C'era una volta una galleria 
che attirava gente in cerca dei ricordi persi.
Ci arrivavano sempre per caso, passeggiando per le strade di una città che una volta era famosa per i sui pittori e scrittori, le sue botteghe artigianali e la sua cucina straordinaria che si giovava delle ricette migliori di tutto il mondo. Purtroppo nell'era della globalizzazione la città era diventata un fantasma del passato glorioso e se riusciva  ancora a sedurre era probabilmente grazie a quel vago ricordo di mondanità.
La galleria si chiamava "Oblivion"
e dalla strada non si poteva dire se era una galleria o un vecchio negozio un po' squallido rimasto senza clienti da qualche decennio. Nella vetrina giaceva una strana collezione di oggetti di tutte le origini, prevalentemente coperti da uno strato di polvere e legati fra loro da sottili fili di seta attaccatici da un povero ragno in attesa di qualche mosca dispersa che avrebbe la bontà di intrappolarsi nella rete.
Gli oggetti nella vetrina
si conoscevano bene.
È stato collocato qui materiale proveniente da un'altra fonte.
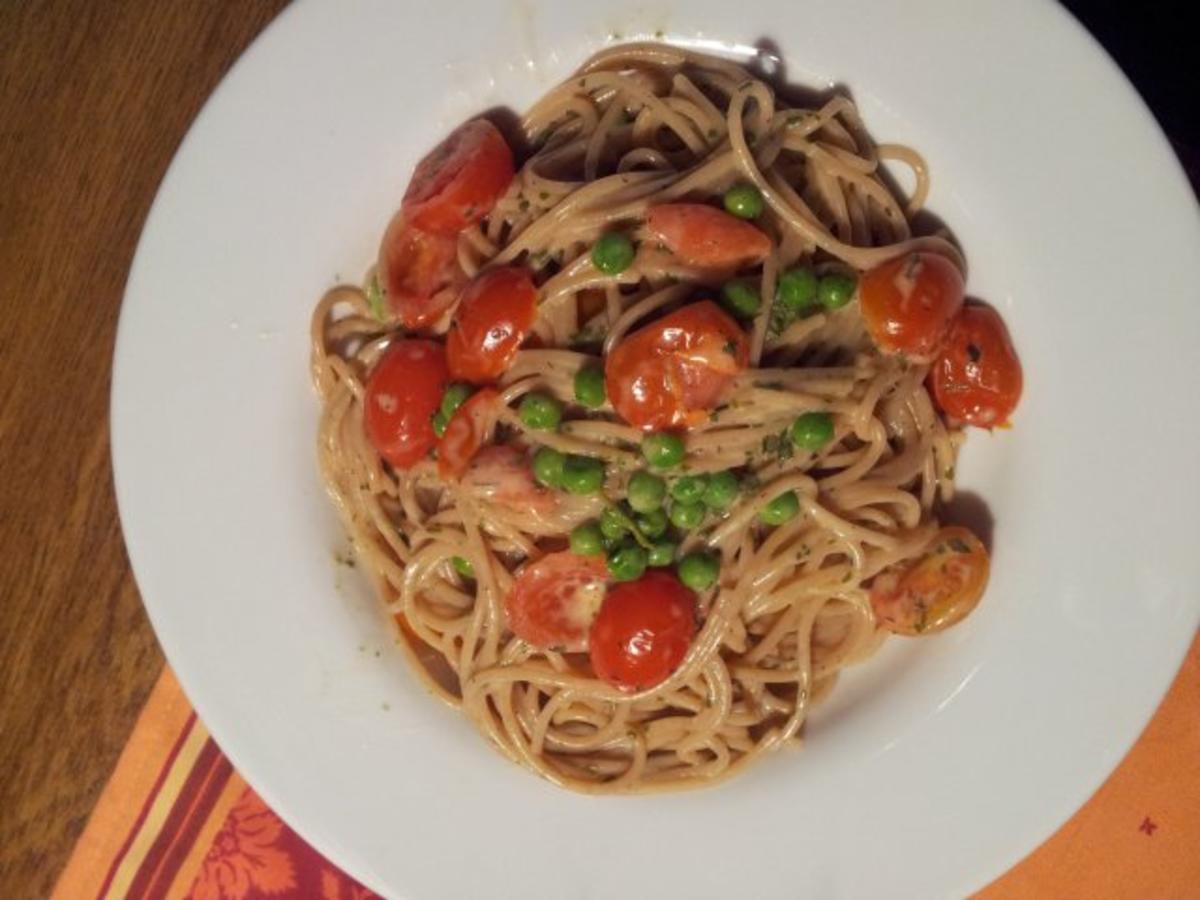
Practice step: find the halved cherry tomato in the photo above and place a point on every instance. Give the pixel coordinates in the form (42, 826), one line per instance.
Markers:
(466, 432)
(502, 473)
(910, 301)
(419, 273)
(493, 317)
(936, 591)
(977, 378)
(643, 630)
(403, 391)
(555, 599)
(671, 372)
(460, 180)
(705, 235)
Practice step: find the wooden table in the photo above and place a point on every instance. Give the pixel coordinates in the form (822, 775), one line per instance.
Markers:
(94, 100)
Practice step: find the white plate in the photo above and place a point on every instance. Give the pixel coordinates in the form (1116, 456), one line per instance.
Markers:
(936, 766)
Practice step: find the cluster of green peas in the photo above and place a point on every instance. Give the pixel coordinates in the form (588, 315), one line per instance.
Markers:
(798, 293)
(633, 535)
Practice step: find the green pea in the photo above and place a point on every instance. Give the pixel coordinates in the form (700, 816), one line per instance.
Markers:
(653, 523)
(661, 553)
(646, 491)
(547, 467)
(699, 571)
(582, 474)
(721, 491)
(744, 202)
(663, 449)
(613, 253)
(813, 431)
(689, 489)
(835, 289)
(589, 387)
(797, 291)
(781, 509)
(612, 523)
(441, 420)
(587, 540)
(741, 298)
(540, 412)
(454, 397)
(687, 516)
(627, 562)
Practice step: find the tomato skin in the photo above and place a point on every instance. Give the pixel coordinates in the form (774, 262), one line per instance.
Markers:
(909, 303)
(466, 432)
(419, 273)
(502, 474)
(460, 180)
(643, 630)
(402, 393)
(937, 589)
(670, 373)
(555, 599)
(707, 237)
(495, 315)
(977, 377)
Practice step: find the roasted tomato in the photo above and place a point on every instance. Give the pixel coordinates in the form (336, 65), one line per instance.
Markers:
(977, 377)
(403, 391)
(466, 432)
(909, 303)
(460, 180)
(936, 591)
(419, 273)
(671, 372)
(501, 473)
(555, 599)
(706, 237)
(643, 630)
(493, 317)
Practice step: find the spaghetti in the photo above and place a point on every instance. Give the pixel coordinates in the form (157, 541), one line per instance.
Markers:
(796, 595)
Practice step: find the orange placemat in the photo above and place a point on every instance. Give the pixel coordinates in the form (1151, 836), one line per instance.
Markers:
(177, 821)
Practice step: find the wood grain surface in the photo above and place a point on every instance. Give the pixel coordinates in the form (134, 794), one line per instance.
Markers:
(94, 100)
Anche se l'uno restava immobile accanto all'altro, avevano un passato comune e formavano un insieme nel senso che tutti portavano un nome che era rispettato dagli altri e che ognuno conosceva il suo posto e le sue responsabilità. Nella loro inerzia e diversità formavano un'unità salda e decisa e quest'unità veniva sottolineata da un enorme "O" dorato che risplendeva sulla vetrina.
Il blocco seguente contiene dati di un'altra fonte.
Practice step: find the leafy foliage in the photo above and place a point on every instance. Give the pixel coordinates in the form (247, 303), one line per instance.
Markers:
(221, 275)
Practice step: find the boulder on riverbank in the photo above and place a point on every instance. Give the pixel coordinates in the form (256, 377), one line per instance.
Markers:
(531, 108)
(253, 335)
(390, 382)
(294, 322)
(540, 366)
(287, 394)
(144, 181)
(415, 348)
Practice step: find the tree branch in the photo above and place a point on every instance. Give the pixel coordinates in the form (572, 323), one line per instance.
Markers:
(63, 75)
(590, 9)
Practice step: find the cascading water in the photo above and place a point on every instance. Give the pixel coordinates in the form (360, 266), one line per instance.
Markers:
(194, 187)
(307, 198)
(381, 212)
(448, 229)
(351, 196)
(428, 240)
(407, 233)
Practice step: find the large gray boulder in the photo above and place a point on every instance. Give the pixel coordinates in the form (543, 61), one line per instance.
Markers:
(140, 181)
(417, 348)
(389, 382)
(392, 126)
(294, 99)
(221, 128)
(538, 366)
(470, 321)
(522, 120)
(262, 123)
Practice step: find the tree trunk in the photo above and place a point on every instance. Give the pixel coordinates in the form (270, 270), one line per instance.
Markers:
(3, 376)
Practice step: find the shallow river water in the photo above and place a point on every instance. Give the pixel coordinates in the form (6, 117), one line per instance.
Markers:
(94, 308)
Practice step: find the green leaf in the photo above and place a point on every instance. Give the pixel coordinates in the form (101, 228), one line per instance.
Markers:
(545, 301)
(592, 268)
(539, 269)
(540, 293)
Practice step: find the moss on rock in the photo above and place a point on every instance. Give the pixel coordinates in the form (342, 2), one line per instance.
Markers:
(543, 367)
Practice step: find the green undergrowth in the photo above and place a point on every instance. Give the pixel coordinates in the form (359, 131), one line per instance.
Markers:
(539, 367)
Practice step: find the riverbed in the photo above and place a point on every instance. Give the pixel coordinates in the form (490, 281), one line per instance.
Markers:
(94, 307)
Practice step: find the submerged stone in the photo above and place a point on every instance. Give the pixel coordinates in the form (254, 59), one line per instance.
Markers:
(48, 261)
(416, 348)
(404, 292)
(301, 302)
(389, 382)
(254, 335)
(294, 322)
"Oh", esclamò una sconosciuta
in cerca dei propri ricordi e si fermò sul marciapiede, scrutando la vetrina. Improvvisamente i suoi occhi si illuminarono. Accanto a un cavalluccio marino essiccato e verniciato il suo sguardo si posò su un libretto verdastro con un disegno di un tordo bottaccio. Il tordo sentendo lo sguardo accarezzare le sue ali, si mise a cantare la storiella scritta nel libro. E mentre cantava il tordo il mondo intero restava in silenzio. Le ultime note suonate, la sconosciuta si voltò e sparì soddisfatta del rincontro con il libretto.

Benvenuti alla galleria Oblivion. 
Ognuno può entrarci.
Ci sono stata anch'io e ci ho passato tanto tempo rincontrando tanti ricordi, polverosi come freschi di bucato, dolorosi come pittoreschi e di broccato.